Merci pour ta réponse. Malheureusement, j'ai déjà testé la réparation des autorisations avant et après la dernière mise à jour 5.1.4 Et ça n'a rien changé.
Quand j'utilise l'icône de Safari dans le répertoire Applications, même comportement. 

Par contre je ne crois pas que ça soit le Dock puisqu'en passant par le répertoire, il n'y a pas de soucis...

Une autre idée ?


----------



## Leyry Hynemonth (14 Mars 2012)

SKR a dit:


> Quand j'utilise l'icône de Safari dans le répertoire Applications, même comportement.
> Par contre je ne crois pas que ça soit le Dock puisqu'en passant par le répertoire, il n'y a pas de soucis...



Ok, maintenant, je comprends pourquoi tu as pensé que le problème venais de Safari, et pas du Dock... 

Il n'y à que VLC, Skype et Safari qui sont bloqué depuis le répertoire Applications ?

Je pense que pour VLC et Skype, il serait très facile de jetter l'application dans la corbeille, et de réinstaller les dernières versions que tu téléchargera sur le sites respectifs. 

Probablement que tu peux faire de même avec Safari, après avoir vérifier que tu peux le télécharger :  http://www.apple.com/fr/safari/download/
(Je suis sur Linux au travail, je ne peux pas vérifier.)

Par contre, si toutes les applications sont comme ça, le problème viens certainement d'autre chose. 
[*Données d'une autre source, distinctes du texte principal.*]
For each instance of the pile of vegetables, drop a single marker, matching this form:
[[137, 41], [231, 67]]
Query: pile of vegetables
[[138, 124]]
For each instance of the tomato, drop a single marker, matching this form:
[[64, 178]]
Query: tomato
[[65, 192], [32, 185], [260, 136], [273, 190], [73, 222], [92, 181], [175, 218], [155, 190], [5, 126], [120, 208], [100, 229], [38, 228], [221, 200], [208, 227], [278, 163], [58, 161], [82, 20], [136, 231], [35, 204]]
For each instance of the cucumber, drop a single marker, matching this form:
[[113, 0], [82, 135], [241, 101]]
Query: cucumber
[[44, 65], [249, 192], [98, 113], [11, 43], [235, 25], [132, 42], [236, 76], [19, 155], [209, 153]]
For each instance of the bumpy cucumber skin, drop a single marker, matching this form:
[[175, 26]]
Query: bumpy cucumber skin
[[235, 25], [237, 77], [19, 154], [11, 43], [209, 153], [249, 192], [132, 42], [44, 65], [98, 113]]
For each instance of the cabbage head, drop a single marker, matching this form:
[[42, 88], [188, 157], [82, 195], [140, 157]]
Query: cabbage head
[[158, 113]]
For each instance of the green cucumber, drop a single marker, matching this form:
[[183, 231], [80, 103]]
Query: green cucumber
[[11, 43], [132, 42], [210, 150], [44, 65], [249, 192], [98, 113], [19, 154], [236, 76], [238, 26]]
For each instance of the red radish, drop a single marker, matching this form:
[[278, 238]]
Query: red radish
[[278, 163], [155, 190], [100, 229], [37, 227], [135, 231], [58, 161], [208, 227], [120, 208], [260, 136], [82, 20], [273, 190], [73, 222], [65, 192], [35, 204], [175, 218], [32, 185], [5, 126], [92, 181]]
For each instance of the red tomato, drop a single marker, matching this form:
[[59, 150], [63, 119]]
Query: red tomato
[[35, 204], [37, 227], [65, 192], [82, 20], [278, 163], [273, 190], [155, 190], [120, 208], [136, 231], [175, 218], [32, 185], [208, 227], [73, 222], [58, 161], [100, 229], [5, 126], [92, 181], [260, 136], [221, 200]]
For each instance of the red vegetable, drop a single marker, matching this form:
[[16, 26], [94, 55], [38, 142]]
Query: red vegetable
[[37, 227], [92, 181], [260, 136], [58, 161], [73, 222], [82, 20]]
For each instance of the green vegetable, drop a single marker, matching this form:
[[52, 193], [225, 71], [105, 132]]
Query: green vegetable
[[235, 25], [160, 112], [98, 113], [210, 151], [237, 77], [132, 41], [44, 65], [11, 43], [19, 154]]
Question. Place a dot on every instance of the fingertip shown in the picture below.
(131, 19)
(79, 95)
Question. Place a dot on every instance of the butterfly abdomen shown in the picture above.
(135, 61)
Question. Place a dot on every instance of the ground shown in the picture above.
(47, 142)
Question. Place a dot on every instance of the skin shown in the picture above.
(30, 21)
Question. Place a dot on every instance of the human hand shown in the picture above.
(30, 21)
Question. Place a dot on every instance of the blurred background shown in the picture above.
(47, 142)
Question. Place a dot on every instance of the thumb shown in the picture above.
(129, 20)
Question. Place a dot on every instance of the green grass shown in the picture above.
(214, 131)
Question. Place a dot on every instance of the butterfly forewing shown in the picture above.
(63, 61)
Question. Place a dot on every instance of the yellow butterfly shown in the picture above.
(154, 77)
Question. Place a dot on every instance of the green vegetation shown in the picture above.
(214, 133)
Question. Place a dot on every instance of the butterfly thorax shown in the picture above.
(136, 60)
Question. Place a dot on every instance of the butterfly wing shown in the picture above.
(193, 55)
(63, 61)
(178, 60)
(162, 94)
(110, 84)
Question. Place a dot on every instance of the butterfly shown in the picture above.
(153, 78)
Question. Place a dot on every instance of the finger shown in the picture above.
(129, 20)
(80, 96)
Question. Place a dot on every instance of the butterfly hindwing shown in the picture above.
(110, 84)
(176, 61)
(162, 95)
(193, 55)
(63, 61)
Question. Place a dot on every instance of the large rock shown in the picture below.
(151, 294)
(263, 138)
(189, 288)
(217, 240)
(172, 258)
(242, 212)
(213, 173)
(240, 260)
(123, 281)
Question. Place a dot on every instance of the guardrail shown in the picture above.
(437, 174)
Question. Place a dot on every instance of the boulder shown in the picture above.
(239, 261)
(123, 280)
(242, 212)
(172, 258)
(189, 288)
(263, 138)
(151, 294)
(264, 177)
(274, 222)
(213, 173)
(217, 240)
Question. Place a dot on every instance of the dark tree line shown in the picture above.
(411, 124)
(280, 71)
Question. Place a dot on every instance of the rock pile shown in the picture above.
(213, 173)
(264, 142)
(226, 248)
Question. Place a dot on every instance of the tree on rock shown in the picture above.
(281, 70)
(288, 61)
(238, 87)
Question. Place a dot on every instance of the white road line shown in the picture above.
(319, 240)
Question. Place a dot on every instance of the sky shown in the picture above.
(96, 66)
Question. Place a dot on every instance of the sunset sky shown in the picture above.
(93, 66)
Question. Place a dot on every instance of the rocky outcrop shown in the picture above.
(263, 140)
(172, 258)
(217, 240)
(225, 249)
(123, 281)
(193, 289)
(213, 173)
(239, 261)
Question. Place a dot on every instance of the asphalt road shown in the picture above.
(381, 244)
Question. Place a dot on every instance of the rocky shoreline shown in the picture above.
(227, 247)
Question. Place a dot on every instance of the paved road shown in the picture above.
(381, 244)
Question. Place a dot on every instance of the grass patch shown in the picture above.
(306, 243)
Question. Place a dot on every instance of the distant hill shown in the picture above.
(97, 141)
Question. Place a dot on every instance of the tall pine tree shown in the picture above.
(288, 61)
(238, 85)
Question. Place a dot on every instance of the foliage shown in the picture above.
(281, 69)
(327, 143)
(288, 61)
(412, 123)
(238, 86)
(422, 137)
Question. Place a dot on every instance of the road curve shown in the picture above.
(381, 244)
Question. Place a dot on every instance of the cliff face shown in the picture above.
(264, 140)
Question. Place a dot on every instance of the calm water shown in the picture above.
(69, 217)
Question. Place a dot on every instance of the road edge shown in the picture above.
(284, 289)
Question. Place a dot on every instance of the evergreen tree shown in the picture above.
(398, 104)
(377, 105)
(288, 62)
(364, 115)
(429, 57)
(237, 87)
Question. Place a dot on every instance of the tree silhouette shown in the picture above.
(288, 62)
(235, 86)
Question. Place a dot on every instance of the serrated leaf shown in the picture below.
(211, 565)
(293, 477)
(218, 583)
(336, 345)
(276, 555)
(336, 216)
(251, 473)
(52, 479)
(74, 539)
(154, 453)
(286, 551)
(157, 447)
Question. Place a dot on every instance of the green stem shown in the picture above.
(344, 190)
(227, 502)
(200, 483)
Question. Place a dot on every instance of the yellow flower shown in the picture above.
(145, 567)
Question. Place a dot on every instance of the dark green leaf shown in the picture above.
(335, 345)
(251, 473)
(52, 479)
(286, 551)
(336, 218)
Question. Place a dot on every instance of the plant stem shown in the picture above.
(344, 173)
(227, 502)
Te souviens-tu lors de la mise à jour de Safari (la première, celle qui à provoqué le problème) si Safari est resté ouvert pendant l'installation de la mise à jour ?


----------



## SKR (17 Mars 2012)

Leyry Hynemonth a dit:


> Ok, maintenant, je comprends pourquoi tu as pensé que le problème venais de Safari, et pas du Dock...
> 
> Il n'y à que VLC, Skype et Safari qui sont bloqué depuis le répertoire Applications ?
> 
> ...



Alors je viens de désinstaller Safari manuellement via terminal ("rm -rfv *" pour ceux à qui ça parle...) et compte "root" puis de réinstaller via un nouveau téléchargement de Safari. 
Et toujours le même problème !?

L'icône plante alors que via la commande terminal ça fonctionne... Des idées !!???


----------



## r e m y (17 Mars 2012)

Je n'ai pas compris si Safari peut être ouvert en double-cliquant sur son icone dans le dossier Applications.

"...
Quand j'utilise l'icône de Safari dans le répertoire Applications, même comportement. 

Par contre je ne crois pas que ça soit le Dock puisqu'en passant par le répertoire, il n'y a pas de soucis..."

Ces 2 phrases me semblent contradictoires

Si ça fonctionne via le dossier Applications (ce que je comprends par "il n'y a pas de soucis", alors plutôt que de jouer les geek via terminal et compte root, j'enlèverais l'icone du dock et j'y reglisserais Safari


----------



## SKR (17 Mars 2012)

r e m y a dit:


> Je n'ai pas compris si Safari peut être ouvert en double-cliquant sur son icone dans le dossier Applications.
> 
> "...
> Quand j'utilise l'icône de Safari dans le répertoire Applications, même comportement.
> ...



Excuse moi pour la confusion mais aucune icône ne fonctionne : quelle soit sur le Dock ou sur le bureau ou dans le dossier Applications.
Et je t'assure que je ne "joue" pas au geek...

D'autres idées ?


----------



## Leyry Hynemonth (17 Mars 2012)

Faudrait peut-être voir ce que dit la console après avoir essayé de lancer safari...
Y-a peut-être un indice dedans


----------



## SKR (17 Mars 2012)

Leyry Hynemonth a dit:


> Faudrait peut-être voir ce que dit la console après avoir essayé de lancer safari...
> Y-a peut-être un indice dedans



De quelle console parles-tu ? Le terminal depuis lequel je lance Safari ? Dans ce terminal, il n'y a rien qui apparaît...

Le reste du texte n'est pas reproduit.